At Ss Peter and Paul’s we adopt a variety of approaches to teaching and learning. We are developing our use of many of these approaches and have listed some examples below.

Learning across the Curriculum
This allows teachers and pupils to make links between subjects, drawing on a range of themes and topics and helps pupils to see ‘the bigger picture’ and in doing so makes specific learning experiences more meaningful. This is often taught using a topic based approach.

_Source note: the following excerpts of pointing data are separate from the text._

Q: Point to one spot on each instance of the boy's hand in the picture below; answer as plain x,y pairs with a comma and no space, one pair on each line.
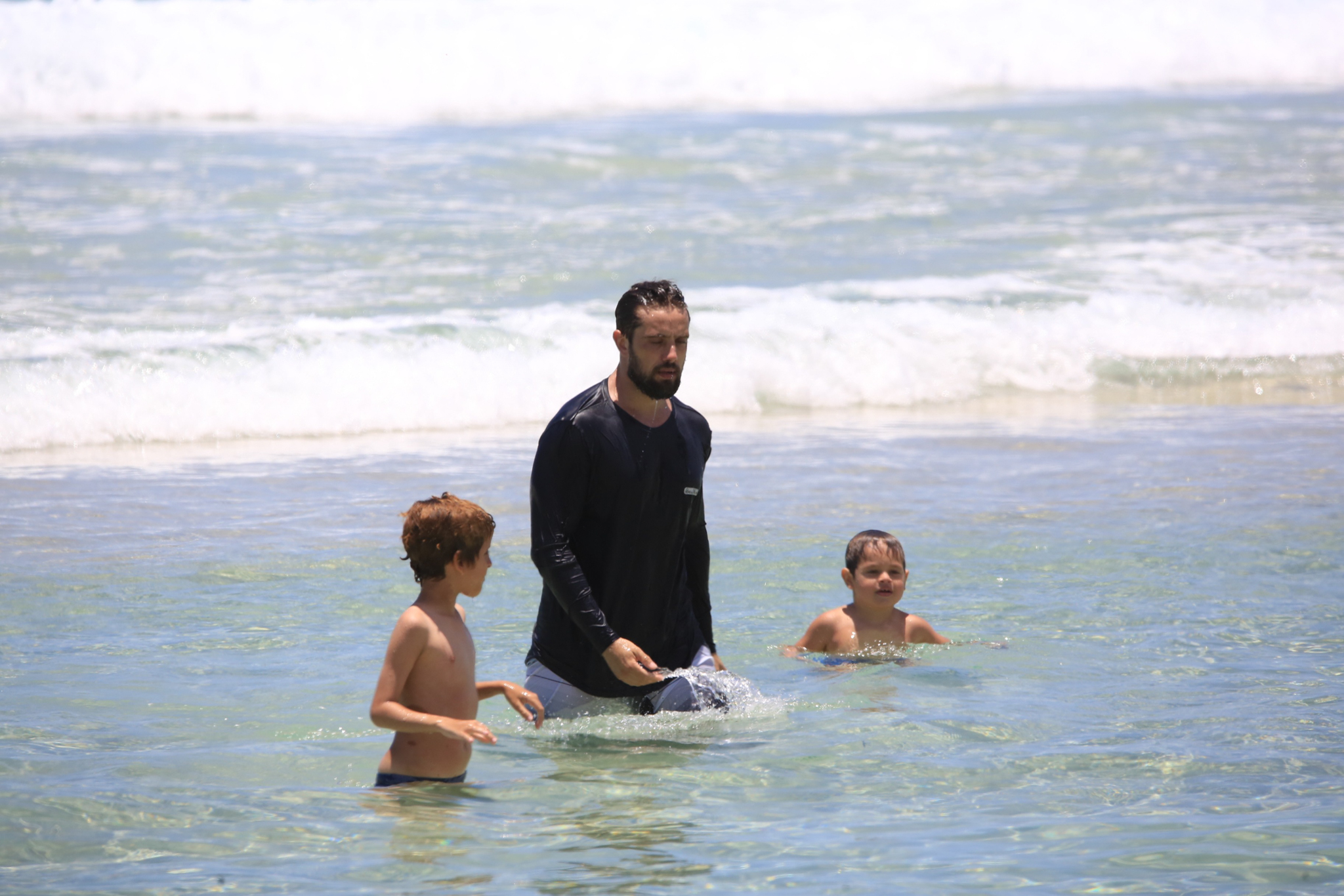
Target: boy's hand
467,730
520,699
631,665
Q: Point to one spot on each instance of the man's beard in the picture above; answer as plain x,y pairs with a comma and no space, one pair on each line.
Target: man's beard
644,380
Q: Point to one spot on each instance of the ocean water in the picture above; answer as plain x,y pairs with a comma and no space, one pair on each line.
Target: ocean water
1054,292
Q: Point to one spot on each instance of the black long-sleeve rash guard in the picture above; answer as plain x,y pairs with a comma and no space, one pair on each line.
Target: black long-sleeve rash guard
619,538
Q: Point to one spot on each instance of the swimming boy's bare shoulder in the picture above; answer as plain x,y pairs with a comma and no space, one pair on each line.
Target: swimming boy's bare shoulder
828,633
919,632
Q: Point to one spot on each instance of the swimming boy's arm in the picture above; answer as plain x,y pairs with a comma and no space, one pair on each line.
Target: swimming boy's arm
386,711
919,632
518,697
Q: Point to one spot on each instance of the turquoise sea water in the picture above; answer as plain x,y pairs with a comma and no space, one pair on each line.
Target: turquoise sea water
190,648
1081,355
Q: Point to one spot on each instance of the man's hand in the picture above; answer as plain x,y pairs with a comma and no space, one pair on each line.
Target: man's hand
467,730
631,664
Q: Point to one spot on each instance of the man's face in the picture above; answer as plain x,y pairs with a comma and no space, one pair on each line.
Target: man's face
656,352
881,578
473,574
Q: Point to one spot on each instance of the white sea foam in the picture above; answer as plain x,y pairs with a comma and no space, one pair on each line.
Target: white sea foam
812,347
359,61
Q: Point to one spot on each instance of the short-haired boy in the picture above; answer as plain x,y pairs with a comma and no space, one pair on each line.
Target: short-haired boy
875,571
428,689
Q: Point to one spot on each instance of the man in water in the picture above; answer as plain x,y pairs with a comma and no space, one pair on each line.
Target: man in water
619,527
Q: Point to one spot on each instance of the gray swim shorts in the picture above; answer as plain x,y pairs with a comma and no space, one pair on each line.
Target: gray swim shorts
564,701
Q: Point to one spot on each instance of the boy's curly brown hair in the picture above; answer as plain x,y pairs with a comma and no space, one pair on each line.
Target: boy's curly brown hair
438,528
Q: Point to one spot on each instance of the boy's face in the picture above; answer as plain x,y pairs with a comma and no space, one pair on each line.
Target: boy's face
881,578
473,574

Co-operative and Collaborative Learning
Pupils learn by working together in small groups, taking an active role in their learning. Often learning occurs best when pupils have opportunities to learn with and from each other, and are shown how to do so effectively.

Active Learning
We believe that all areas of the curriculum can be enriched and developed through active learning. Active learning engages and challenges children's thinking using real-life and imaginary situations. The main aim of active learning is to enable the pupils to actively engage in their own learning and take responsibility for it rather than be a passive listener whilst the teacher imparts information. Examples of this approach include; Talk Partners - Pupils are provided with information by the teacher. They are then given time to think before discussing their thoughts with a partner, after which their thoughts are shared with the whole class. Also, Brainstorming – Pupils list and share what they already know about a subject.

ICT 
The schools are well resourced with computer hardware and software.  We believe that effective and creative use of ICT, is key to developing some of the necessary skills for learning, life and work needed by young people in today’s world. Alongside the teaching of ICT skills in dedicated lessons, its use enhances learning across all curriculum areas.

Creative
This is a means of thinking in which we look at familiar things with a fresh eye, examine a problem with an open mind about how it might be solved, and use our imagination rather than our knowledge to explore new possibilities rather than established approaches.

Peer Education
The rationale behind peer education is that peers can be a trusted and credible source of information. They share similar experiences and social norms and are therefore better placed to provide relevant, meaningful, explicit and honest information.